What am I doing wrong?

You may downvote this, but please explain why. I am still a newbie on Golang and want to learn.

I fixed it and explained with comments what you did wrong:

// 1. Query
var rows *sql.Rows
rows, err = db.Query(query)
cols, _ := rows.Columns()

// 2. Iterate
list := make([]map[string]interface{}, 0)
for rows.Next() {
    vals := make([]interface{}, len(cols))
    for i, _ := range cols {
        // Previously you assigned vals[i] a pointer to a column name cols[i].
        // This meant that everytime you did rows.Scan(vals),
        // rows.Scan would see pointers to cols and modify them
        // Since cols are the same for all rows, they shouldn't be modified.

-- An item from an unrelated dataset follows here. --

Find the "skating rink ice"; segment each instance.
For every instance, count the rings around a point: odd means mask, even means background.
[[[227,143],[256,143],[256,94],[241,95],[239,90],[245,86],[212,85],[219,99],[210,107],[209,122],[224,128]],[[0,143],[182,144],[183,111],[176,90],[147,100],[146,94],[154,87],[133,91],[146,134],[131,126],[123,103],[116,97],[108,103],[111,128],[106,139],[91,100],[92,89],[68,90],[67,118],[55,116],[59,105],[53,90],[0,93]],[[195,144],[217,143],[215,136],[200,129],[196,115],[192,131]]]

        // Here we assign a pointer to an empty string to vals[i],
        // so rows.Scan can fill it.
        var s string
        vals[i] = &s

        // This is effectively like saying:
        // var string1, string2 string
        // rows.Scan(&string1, &string2)
        // Except the above only scans two string columns
        // and we allow as many string columns as the query returned us — len(cols).
    }

    err = rows.Scan(vals...)

    // Don't forget to check errors.
    if err != nil {
        log.Fatal(err)
    }

    // Make a new map before appending it.
    // Remember maps aren't copied by value, so if we declared
    // the map m outside of the rows.Next() loop, we would be appending
    // and modifying the same map for each row, so all rows in list would look the same.
    m := make(map[string]interface{})
    for i, val := range vals {
        m[cols[i]] = val
    }
    list = append(list, m)
}

// 3. Print.
b, _ := json.MarshalIndent(list, "", "\t")
fmt.Printf("%s
", b)

Don't worry, this was hard for me to understand when I was a beginner as well.

Now, something fun:

var list []map[string]interface{}
rows, err := db.Queryx(query)
for rows.Next() {
    row := make(map[string]interface{})
    err = rows.MapScan(row)
    if err != nil {
      log.Fatal(err)
    }
    list = append(list, row)
}

b, _ := json.MarshalIndent(list, "", "\t")
fmt.Printf("%s
", b)

This does the same as the code above it, but with sqlx. A bit simpler, no?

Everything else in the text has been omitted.